Dilapidation does not obscure the impressiveness of this massive brick barn erected for one of the Rhode Island Company's electric trolley lines. Around 1900 industrial buildings associated with emerging electrical technology tended to receive special architectural attention. Such was also the case with the Narragansett Electric Company's slightly later Manchester Street generating plant ( PR042). There, Neo-Renaissance detail notwithstanding, the treatment anticipated a more modern approach to the industrial structure. Here the image is more archaic—powerfully so, and especially in the spreading central gable with its tiered arching and its rugged cap in rough granite. This feature is slightly stepped from a blunt pinnacle down to corner blocks which the brick wall below receives in the subtle swelling of its upper corners.
The Rhode Island Company's ownership of both the trolley line and the electric company indicates the convenient monopoly it enjoyed.
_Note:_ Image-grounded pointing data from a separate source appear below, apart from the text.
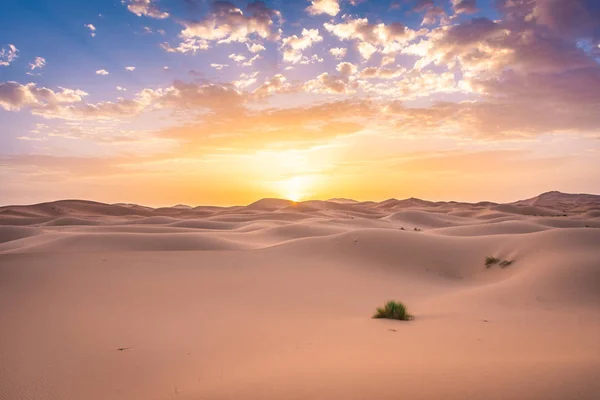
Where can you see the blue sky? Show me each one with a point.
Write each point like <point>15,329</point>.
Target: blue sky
<point>145,90</point>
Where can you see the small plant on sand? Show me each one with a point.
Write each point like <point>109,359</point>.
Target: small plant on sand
<point>393,310</point>
<point>489,261</point>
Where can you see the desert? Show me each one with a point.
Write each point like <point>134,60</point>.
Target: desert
<point>274,300</point>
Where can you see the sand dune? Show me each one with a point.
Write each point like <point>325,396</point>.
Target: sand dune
<point>273,300</point>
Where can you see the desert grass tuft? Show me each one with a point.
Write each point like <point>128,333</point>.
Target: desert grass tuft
<point>393,310</point>
<point>489,261</point>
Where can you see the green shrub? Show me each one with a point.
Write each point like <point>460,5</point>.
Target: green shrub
<point>489,261</point>
<point>393,310</point>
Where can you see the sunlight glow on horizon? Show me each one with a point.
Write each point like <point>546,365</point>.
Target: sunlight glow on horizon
<point>234,100</point>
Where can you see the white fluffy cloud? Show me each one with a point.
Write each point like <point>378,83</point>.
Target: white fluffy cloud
<point>92,29</point>
<point>338,52</point>
<point>227,23</point>
<point>330,7</point>
<point>38,63</point>
<point>14,96</point>
<point>219,66</point>
<point>146,8</point>
<point>8,54</point>
<point>342,83</point>
<point>189,45</point>
<point>372,38</point>
<point>68,103</point>
<point>294,45</point>
<point>256,48</point>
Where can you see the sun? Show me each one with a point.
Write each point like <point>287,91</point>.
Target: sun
<point>295,188</point>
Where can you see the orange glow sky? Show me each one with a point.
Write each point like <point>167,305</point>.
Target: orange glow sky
<point>166,102</point>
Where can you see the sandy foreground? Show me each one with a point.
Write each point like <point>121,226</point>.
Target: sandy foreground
<point>273,300</point>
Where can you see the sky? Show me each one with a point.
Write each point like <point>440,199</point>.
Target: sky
<point>160,102</point>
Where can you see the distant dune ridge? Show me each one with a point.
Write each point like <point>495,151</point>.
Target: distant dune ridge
<point>274,300</point>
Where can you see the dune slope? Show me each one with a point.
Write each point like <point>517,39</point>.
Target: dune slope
<point>273,300</point>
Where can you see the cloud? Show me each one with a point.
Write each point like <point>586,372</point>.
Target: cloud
<point>14,96</point>
<point>8,54</point>
<point>92,29</point>
<point>341,83</point>
<point>38,63</point>
<point>238,58</point>
<point>382,73</point>
<point>275,128</point>
<point>464,6</point>
<point>330,7</point>
<point>189,45</point>
<point>68,104</point>
<point>294,45</point>
<point>338,52</point>
<point>251,61</point>
<point>145,8</point>
<point>219,66</point>
<point>255,48</point>
<point>246,80</point>
<point>227,23</point>
<point>275,85</point>
<point>371,38</point>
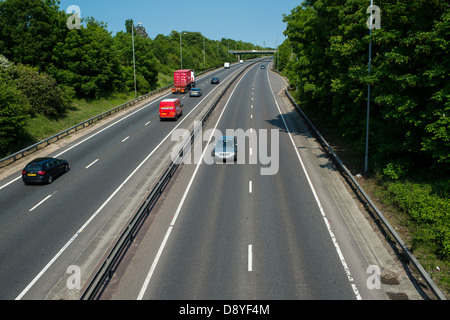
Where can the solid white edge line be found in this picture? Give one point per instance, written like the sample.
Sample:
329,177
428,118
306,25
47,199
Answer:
92,163
46,198
333,238
39,275
177,212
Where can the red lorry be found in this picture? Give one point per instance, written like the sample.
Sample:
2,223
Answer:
183,81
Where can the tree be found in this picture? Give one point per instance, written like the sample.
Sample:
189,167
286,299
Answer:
30,29
87,61
13,113
410,96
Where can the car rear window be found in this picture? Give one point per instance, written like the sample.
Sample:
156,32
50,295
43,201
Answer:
33,167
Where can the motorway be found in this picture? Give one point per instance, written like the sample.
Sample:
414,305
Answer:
46,229
228,231
281,227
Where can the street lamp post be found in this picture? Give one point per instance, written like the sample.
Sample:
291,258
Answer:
134,60
374,15
181,50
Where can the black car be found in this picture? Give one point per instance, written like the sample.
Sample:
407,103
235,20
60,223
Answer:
225,149
215,80
44,170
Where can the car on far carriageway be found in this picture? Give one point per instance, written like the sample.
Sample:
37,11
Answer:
225,148
215,80
195,92
44,170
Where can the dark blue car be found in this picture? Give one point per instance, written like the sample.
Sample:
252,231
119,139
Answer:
44,170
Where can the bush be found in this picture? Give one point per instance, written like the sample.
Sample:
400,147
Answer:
428,211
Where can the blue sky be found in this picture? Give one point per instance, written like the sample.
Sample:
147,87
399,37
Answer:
255,21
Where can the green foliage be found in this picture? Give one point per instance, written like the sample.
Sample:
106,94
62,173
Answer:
44,64
410,87
410,95
41,91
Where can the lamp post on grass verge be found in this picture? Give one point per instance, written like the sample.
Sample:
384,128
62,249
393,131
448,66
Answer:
374,15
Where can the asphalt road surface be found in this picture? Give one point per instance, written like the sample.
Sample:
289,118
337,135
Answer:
281,227
44,230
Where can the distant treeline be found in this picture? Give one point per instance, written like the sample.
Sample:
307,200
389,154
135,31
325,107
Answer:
44,64
325,57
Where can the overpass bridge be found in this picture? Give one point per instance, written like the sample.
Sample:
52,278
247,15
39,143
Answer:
241,52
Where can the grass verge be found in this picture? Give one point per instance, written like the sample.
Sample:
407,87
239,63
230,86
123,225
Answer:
418,207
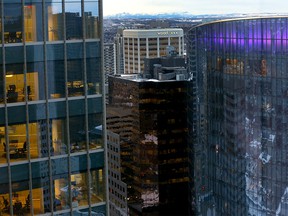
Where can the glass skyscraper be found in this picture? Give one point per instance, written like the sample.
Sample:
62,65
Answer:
240,92
52,154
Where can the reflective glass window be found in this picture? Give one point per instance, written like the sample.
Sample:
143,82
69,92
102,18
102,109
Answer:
77,133
91,13
13,27
41,190
73,17
54,16
33,21
95,131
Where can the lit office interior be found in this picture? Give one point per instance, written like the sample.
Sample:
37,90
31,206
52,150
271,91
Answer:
51,143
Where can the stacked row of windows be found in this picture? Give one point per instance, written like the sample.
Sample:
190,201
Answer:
14,28
34,80
61,192
33,144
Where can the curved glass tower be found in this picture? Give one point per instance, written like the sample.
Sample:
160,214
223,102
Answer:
240,91
51,108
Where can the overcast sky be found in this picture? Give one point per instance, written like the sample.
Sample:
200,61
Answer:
195,6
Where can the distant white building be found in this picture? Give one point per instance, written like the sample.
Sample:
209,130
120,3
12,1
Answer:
148,43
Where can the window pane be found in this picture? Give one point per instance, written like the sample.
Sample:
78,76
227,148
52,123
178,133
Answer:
91,19
54,20
33,21
73,20
13,22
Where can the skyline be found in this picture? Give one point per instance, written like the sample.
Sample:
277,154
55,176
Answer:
112,7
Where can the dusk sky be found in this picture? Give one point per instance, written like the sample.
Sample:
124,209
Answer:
195,6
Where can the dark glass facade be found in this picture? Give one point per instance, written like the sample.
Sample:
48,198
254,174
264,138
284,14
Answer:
150,117
239,88
51,156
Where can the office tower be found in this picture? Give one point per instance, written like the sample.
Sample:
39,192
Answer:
239,75
153,148
118,41
148,43
109,60
51,158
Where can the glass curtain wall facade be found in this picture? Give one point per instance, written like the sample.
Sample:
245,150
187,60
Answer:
51,154
240,93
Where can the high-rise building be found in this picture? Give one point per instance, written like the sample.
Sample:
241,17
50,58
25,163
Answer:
52,157
239,78
149,43
150,117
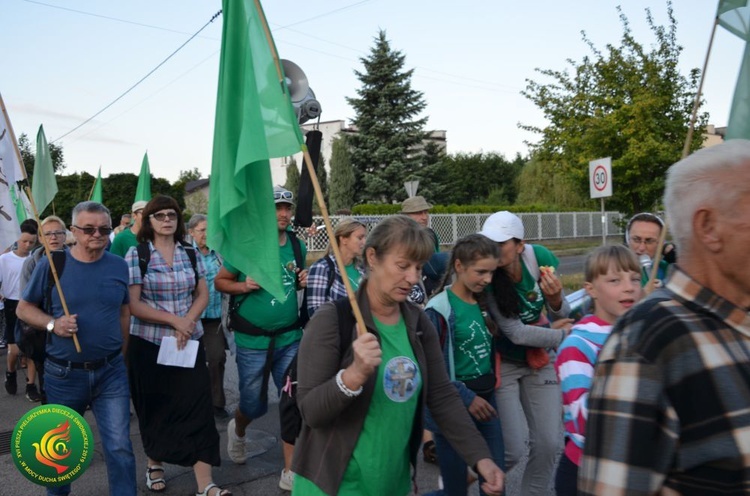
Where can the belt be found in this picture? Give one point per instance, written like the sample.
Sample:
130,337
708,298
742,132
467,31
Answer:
92,365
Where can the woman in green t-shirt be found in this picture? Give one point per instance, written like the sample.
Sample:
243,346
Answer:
362,407
528,306
459,313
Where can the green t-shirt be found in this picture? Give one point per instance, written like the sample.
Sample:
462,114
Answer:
354,276
265,311
380,462
532,299
123,242
473,343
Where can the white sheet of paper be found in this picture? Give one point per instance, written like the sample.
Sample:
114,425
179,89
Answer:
170,355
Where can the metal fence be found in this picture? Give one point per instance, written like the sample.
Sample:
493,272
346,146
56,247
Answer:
451,227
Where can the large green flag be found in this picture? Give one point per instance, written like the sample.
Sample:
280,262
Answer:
143,191
43,184
255,121
96,191
734,15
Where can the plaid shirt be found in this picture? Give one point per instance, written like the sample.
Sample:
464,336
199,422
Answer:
169,289
669,410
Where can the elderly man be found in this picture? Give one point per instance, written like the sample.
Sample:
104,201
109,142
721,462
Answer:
669,403
95,286
127,237
642,236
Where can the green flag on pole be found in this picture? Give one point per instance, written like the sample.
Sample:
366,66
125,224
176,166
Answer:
734,15
96,191
44,184
255,121
143,191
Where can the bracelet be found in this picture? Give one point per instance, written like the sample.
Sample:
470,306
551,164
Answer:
342,387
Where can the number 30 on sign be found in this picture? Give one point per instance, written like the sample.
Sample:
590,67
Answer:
600,177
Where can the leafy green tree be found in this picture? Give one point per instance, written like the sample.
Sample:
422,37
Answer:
292,177
627,102
388,128
341,185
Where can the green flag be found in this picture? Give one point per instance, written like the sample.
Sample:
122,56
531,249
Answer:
255,121
44,184
734,15
143,191
96,191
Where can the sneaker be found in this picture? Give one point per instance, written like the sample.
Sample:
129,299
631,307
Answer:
235,444
32,394
286,482
10,382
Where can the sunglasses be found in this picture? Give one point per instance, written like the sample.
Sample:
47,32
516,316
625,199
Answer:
283,195
89,231
162,216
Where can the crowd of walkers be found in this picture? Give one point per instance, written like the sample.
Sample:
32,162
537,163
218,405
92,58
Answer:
483,364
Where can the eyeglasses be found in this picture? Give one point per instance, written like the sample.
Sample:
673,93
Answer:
89,231
162,216
636,240
283,195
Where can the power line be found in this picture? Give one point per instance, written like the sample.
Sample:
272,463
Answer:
213,18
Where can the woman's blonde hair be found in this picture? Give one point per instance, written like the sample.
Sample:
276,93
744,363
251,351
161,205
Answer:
603,258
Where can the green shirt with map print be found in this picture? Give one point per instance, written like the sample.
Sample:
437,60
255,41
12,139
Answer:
380,462
265,311
472,342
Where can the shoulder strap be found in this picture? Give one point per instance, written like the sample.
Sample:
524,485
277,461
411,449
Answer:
193,256
144,257
331,274
346,323
529,258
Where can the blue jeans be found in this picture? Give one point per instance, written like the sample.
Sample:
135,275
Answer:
453,467
250,365
106,390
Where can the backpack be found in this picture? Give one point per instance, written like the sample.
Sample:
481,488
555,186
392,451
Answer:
144,257
290,418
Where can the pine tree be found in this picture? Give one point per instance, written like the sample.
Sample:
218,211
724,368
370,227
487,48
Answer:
341,184
389,132
292,177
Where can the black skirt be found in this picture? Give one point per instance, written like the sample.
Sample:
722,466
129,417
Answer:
174,408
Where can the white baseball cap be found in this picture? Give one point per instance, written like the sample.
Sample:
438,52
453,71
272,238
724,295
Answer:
502,226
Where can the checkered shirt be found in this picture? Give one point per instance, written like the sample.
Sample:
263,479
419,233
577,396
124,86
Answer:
669,409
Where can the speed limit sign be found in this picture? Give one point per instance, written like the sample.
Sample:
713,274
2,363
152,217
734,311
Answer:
600,177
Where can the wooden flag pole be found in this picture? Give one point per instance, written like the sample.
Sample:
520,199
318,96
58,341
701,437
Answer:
685,152
361,329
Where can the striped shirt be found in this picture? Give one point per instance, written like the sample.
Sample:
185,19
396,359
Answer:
669,409
574,365
165,288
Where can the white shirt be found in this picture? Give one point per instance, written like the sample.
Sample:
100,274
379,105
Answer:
10,275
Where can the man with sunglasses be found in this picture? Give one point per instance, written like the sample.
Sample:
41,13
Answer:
642,236
267,333
95,286
127,237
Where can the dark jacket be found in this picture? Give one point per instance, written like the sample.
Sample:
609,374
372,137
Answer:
332,421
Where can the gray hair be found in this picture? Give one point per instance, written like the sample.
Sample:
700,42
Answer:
195,220
92,208
704,178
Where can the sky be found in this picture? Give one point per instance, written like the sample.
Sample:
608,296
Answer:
65,60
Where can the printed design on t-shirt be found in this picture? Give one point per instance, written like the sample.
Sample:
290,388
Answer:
401,379
473,347
288,280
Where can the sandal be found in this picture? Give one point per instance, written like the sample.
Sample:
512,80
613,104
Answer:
219,491
159,480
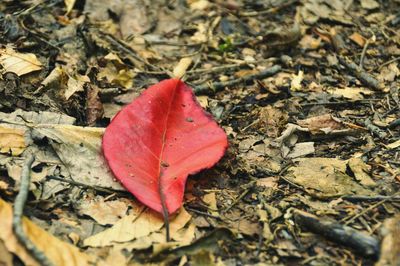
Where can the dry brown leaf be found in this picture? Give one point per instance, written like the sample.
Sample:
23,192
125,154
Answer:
390,246
133,226
389,73
351,93
269,182
180,69
360,170
19,63
295,84
59,252
104,212
203,100
116,72
325,178
358,39
211,200
69,4
322,123
6,258
75,84
301,149
12,140
393,145
369,4
79,149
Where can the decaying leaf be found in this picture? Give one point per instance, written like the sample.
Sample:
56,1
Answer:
325,178
390,246
12,140
142,229
351,93
182,66
19,63
69,4
321,124
360,171
50,245
211,200
105,212
79,149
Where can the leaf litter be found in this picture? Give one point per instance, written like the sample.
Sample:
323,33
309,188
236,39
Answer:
306,91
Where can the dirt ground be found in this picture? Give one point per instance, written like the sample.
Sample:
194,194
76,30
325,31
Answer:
306,90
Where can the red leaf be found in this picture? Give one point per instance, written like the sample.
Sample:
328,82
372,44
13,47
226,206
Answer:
155,142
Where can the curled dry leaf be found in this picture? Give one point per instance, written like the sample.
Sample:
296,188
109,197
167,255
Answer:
59,252
155,142
12,140
19,63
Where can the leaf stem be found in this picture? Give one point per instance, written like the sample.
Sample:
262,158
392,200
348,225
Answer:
165,214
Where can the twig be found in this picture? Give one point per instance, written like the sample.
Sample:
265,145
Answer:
342,234
364,211
363,76
269,10
249,186
371,198
217,86
19,204
360,65
363,101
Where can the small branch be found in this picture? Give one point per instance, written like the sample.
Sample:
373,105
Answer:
370,198
217,86
18,211
341,234
79,184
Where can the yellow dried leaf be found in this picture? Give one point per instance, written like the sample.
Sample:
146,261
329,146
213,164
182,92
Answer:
59,252
19,63
181,67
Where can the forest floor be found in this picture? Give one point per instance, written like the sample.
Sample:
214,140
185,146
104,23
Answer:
307,92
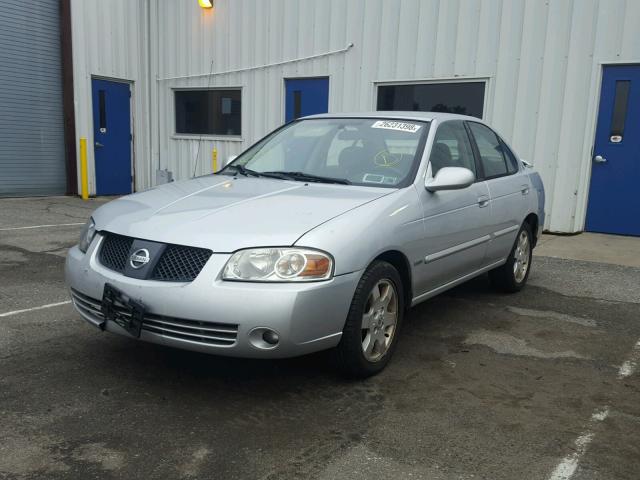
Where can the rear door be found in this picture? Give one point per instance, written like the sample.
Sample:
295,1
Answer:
456,221
614,202
112,137
508,188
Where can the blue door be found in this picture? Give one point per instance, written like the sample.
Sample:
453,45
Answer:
305,96
614,202
112,137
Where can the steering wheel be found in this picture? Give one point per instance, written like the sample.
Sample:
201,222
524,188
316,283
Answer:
385,161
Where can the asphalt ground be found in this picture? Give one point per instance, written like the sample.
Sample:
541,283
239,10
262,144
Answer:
537,385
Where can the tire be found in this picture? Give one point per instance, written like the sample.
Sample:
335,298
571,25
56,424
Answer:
509,277
368,341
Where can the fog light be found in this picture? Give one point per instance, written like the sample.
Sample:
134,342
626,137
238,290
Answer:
270,337
264,338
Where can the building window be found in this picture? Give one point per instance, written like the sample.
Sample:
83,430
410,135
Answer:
464,98
208,112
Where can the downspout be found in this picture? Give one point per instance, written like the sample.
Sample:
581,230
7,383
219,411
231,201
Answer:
68,109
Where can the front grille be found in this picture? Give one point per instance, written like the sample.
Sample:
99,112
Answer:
181,264
115,251
177,263
205,333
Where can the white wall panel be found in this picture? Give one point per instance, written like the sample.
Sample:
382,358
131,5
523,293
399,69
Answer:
542,58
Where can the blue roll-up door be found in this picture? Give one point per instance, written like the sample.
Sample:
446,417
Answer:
32,160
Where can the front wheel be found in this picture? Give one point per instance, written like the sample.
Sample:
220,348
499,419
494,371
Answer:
371,329
512,276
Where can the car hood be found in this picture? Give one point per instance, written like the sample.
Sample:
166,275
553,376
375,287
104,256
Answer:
225,214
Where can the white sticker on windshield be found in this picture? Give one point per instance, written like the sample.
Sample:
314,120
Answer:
393,125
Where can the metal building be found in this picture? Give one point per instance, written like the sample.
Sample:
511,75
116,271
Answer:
32,149
159,84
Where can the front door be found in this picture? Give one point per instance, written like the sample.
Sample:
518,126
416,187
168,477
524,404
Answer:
614,202
112,137
456,222
305,96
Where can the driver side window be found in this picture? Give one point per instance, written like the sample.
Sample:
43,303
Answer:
451,148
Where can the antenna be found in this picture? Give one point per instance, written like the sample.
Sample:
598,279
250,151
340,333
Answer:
195,167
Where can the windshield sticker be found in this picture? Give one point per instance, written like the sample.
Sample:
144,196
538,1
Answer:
375,178
392,125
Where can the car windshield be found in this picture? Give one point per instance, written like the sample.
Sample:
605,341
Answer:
358,151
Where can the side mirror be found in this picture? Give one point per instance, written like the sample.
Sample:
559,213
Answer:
230,159
450,178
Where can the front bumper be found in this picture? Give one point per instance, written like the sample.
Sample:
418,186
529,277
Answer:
214,316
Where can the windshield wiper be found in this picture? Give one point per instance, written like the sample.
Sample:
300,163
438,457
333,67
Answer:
242,170
305,177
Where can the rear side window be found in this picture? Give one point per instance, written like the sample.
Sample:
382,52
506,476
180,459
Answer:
491,152
512,161
451,148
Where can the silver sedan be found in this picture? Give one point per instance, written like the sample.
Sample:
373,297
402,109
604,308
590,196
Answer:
320,236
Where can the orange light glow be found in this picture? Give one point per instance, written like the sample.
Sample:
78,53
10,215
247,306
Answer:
316,266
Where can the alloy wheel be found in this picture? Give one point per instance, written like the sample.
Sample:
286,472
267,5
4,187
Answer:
379,320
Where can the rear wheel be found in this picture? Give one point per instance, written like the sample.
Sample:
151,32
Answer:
512,276
370,332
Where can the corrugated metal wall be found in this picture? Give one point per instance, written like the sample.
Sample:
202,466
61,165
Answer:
110,41
541,60
32,160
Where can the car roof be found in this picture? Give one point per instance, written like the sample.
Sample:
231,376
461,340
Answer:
396,114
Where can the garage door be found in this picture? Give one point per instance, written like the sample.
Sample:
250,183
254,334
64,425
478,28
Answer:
31,122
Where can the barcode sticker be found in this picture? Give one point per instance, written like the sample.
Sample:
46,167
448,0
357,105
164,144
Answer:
393,125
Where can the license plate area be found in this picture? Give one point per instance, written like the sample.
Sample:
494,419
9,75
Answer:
121,309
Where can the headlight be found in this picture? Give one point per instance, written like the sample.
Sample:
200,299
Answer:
278,265
86,236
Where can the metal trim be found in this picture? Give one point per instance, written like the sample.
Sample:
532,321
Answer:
457,248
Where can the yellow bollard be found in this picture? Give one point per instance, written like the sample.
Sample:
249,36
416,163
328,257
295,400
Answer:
84,182
214,160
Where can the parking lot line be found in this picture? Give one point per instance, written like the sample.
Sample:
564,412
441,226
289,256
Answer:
41,226
41,307
567,467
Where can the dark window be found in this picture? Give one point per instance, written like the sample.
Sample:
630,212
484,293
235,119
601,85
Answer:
208,112
451,148
102,109
491,156
620,108
465,98
512,161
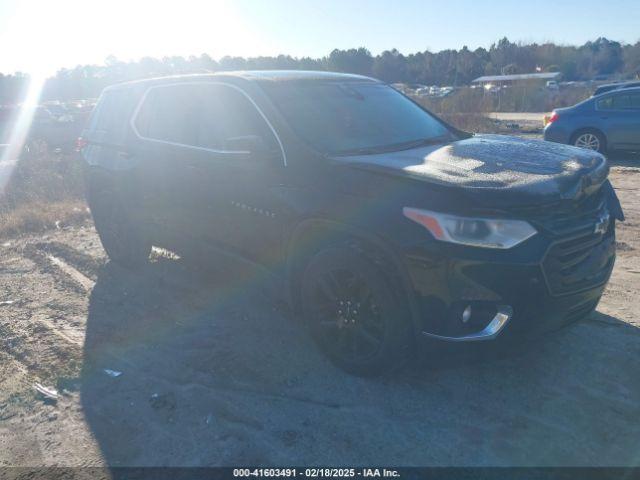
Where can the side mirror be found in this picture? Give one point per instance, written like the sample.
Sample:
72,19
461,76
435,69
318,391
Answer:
254,144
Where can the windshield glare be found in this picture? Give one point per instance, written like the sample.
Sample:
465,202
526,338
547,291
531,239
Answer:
351,117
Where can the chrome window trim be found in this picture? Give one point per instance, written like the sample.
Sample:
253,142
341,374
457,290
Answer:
136,111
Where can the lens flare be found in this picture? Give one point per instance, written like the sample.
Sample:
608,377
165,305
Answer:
19,130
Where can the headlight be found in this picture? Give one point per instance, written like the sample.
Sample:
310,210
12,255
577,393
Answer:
477,232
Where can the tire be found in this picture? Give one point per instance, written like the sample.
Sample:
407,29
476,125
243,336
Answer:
123,240
590,139
353,314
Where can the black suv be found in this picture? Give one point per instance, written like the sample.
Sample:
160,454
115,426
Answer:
381,223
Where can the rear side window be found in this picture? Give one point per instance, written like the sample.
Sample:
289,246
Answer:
627,101
110,119
199,115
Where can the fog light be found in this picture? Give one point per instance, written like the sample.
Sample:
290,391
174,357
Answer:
466,314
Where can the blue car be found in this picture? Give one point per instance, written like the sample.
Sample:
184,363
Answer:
610,121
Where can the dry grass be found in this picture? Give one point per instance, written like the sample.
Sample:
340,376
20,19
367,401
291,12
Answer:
40,216
45,191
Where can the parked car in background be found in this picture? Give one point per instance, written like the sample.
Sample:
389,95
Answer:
614,86
382,224
610,121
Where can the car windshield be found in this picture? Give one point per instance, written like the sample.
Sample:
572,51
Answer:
343,118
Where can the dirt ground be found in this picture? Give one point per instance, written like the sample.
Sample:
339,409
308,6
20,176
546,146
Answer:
212,373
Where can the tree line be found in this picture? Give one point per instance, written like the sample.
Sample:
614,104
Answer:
600,58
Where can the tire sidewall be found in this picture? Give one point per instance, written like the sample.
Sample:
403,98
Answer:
397,338
601,138
131,248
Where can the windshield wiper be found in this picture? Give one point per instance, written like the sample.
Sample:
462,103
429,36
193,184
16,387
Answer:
395,147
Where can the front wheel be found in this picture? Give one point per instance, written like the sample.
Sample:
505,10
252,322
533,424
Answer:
590,140
353,313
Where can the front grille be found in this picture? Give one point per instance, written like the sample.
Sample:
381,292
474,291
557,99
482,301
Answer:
580,262
579,258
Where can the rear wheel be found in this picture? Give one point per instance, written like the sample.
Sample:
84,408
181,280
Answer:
353,313
590,140
122,238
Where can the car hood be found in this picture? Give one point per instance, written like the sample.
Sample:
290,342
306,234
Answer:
495,168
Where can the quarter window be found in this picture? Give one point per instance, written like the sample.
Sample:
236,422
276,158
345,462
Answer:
628,101
200,115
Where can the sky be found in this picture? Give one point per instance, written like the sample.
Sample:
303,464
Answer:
42,36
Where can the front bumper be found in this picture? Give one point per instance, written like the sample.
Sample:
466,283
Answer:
510,289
Marsden J. Perry headed both United Traction and the Union Trust Bank in Providence, accounting in part for the fortune that could buy the prestige of the John Brown House and fill it with a magnificent collection of colonial American and eighteenth-century British furniture.
When trolley service declined in the late 1930s, the barn became a warehouse for the Narragansett Brewery, located across the street until its demolition in 1999. One only hopes that the fate of this vast, abandoned barn could be more secure.